Deze zaak is al eerder door de voorzieningenrechter beoordeeld. De voorzieningenrechter wijst erop dat zij in deze zaak de beslissing op bezwaar beoordeelt en niet het primaire besluit van 26 februari 2025. De burgemeester heeft de motivering en onderbouwing van het besluit aangepast en nieuwe feiten aan het besluit ten grondslag gelegd, om zo het primaire besluit te verbeteren.

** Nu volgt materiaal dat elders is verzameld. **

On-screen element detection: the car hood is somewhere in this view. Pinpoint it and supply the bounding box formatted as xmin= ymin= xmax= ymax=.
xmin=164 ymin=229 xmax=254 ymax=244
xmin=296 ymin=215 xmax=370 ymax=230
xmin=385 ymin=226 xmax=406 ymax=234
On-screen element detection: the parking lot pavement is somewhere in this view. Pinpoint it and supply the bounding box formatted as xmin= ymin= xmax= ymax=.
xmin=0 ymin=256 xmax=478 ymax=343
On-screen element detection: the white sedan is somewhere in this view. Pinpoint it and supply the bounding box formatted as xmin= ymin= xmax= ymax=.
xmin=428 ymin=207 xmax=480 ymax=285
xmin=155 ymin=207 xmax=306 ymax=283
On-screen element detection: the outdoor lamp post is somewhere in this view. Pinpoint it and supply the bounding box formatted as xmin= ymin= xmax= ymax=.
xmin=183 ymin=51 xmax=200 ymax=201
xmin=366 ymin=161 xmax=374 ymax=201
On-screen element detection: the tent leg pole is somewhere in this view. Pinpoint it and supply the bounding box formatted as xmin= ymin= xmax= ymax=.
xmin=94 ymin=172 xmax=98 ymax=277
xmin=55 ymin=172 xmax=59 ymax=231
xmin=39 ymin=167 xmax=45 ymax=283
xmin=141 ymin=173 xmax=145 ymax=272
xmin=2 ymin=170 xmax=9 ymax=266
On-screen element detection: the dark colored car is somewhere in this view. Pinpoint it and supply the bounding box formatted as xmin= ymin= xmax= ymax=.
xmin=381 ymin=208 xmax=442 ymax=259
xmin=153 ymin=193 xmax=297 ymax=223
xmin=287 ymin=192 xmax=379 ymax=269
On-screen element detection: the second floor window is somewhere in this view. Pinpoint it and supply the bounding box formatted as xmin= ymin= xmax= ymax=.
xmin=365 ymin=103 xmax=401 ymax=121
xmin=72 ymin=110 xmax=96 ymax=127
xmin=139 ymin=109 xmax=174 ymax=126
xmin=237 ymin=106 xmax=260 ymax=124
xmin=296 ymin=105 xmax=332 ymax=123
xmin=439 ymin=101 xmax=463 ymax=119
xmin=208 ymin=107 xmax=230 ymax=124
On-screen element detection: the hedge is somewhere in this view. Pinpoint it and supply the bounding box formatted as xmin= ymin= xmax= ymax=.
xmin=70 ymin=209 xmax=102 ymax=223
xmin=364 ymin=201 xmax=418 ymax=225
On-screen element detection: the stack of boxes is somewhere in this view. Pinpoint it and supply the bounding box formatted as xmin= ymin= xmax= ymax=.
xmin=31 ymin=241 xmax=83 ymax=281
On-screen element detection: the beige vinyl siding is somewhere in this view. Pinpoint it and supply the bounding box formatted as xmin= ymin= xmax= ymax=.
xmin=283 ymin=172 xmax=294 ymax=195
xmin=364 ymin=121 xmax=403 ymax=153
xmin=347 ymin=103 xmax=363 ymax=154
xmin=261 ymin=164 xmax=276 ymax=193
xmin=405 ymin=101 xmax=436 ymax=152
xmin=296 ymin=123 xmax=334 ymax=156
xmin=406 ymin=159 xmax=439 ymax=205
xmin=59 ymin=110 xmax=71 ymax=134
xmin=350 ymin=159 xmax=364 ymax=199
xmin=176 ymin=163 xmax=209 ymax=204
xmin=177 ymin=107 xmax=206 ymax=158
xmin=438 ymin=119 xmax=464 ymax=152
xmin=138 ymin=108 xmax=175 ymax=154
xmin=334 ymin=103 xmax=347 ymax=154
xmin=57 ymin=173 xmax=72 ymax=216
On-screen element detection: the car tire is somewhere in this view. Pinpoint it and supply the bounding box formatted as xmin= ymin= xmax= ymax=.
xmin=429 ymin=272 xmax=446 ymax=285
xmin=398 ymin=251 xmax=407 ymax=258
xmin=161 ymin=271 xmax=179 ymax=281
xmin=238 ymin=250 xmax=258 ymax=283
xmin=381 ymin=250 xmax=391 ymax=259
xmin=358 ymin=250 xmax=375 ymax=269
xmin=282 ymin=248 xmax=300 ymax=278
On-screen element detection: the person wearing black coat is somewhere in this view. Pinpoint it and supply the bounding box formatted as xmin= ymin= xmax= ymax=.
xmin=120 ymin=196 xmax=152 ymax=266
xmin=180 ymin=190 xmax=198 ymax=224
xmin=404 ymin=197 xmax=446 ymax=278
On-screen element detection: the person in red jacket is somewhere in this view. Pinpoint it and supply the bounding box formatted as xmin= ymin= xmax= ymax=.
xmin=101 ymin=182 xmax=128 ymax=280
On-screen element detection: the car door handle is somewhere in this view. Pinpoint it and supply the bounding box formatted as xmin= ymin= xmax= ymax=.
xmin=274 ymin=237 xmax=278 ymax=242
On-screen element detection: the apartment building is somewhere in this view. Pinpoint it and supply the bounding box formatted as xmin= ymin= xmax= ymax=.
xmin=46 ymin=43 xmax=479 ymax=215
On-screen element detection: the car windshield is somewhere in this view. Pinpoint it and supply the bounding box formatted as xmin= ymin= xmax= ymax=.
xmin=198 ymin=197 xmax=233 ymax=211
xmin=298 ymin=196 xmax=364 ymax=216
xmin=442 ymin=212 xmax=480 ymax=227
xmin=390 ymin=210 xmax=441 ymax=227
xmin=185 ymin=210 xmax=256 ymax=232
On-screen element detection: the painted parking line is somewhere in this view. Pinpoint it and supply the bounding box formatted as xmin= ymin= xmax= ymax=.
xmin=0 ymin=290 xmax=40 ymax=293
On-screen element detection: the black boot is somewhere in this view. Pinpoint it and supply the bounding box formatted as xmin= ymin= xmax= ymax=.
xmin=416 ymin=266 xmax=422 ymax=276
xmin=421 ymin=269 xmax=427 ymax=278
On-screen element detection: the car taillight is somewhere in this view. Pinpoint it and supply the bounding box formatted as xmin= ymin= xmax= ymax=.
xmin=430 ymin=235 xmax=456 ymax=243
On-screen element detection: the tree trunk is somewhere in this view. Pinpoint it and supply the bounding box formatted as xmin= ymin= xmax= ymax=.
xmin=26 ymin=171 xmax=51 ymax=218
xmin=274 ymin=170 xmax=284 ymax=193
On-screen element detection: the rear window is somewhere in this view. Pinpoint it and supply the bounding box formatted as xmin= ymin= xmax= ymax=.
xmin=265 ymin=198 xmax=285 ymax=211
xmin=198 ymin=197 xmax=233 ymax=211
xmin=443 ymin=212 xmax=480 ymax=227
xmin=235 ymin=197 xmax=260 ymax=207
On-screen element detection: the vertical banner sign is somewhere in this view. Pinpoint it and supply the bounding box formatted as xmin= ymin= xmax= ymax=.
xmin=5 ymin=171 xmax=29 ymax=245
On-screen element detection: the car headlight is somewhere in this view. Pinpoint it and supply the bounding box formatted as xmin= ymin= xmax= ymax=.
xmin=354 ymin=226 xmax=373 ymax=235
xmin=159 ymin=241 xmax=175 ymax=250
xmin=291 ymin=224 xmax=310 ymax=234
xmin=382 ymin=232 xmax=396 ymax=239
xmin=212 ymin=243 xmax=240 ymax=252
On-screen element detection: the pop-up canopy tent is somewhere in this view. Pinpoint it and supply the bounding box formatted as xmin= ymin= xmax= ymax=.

Dat maakt dat, hoewel het toetsingskader hetzelfde is, de uitkomst van de juridische toets die de voorzieningenrechter in deze zaak doet wezenlijk anders kan zijn dan bij de beoordeling van het primaire besluit.
4.2.
De wettelijke regels en beleidsregels die van belang zijn voor deze zaak, staan in de bijlage bij deze uitspraak.
Wat is er besloten?
5. In het bestreden besluit heeft de burgemeester besloten het bezwaar ongegrond te verklaren, maar het besluit van 26 februari 2025 niet voor de volle duur van zes maanden te effectueren. De reeds verstreken periode vanaf het primaire besluit wordt op de feitelijke sluitingsduur in mindering gebracht. Formeel is dus nog steeds besloten om [bedrijf] voor zes maanden te sluiten. De resterende periode van sluiting is echter beperkt tot 1 juli 2025 tot en met 26 augustus 2025 om 17:00 uur.
Inhoudelijke beoordeling
Is er sprake van een (dreiging van) verstoring van de openbare orde?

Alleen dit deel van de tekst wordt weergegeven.